Going back to abortion because it's the easier example of emotional connection and a lot of people will have some personal experience that dictates how they feel about it. It pays to understand why the person who was a 100% unplanned pregnancy has some internal conflict with pro-choice even if they feel bad about it. We could dismiss this person but we could also think ya that's fair on account of them having to evaluate their entire freaking existence. The "do what you want, it doesn't hurt me at all" line of thought is probably harder to swallow when you have to think if you would be alive had things been different when you were conceived.

I have another friend that probably would have voted for Trump had he been American, I doubt he would now. We've had respectful conversations where neither of us felt shut down which gave us the opportunity to actually understand the other person and understand how to actually craft our sides to appeal to them. I was never dismissive of him and that's why we could have positive conversations.

You could rip your hair out trying to craft the perfect argument for you point but if it doesn't appeal to something in the other person you aren't going to get them to your side.

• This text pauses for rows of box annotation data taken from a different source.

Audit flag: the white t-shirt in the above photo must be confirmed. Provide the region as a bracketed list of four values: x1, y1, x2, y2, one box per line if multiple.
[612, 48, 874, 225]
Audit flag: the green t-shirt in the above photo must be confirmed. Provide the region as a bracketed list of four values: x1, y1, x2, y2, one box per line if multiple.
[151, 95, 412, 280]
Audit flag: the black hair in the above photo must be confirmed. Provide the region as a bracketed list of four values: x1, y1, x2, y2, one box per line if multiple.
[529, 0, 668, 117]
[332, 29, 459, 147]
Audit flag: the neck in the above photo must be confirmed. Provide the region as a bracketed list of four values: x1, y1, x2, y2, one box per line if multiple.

Could this article have gone into more detail about certain topics ? Sure, but would that really have stopped somebody from finding a hole to poke ? I've read too many comment sections to believe that, people will always find something to rip apart an argument no matter how carefully crafted it is. Look at the shit flat earthers come up with. I have a theory this only really comes about due to an intense mistrust of authority which is the real problem we should be addressing if we want to argue with them but I haven't tested it much. Dismissing them kind of ruins the opportunity to sit down, have a beer/coffee and get to understand how they came to hold this opinion.

So the gist of it is, we're missing out by being dismissive. I know I've done it plenty of times, and will probably catch myself doing it in the future no matter how hard I try and avoid it.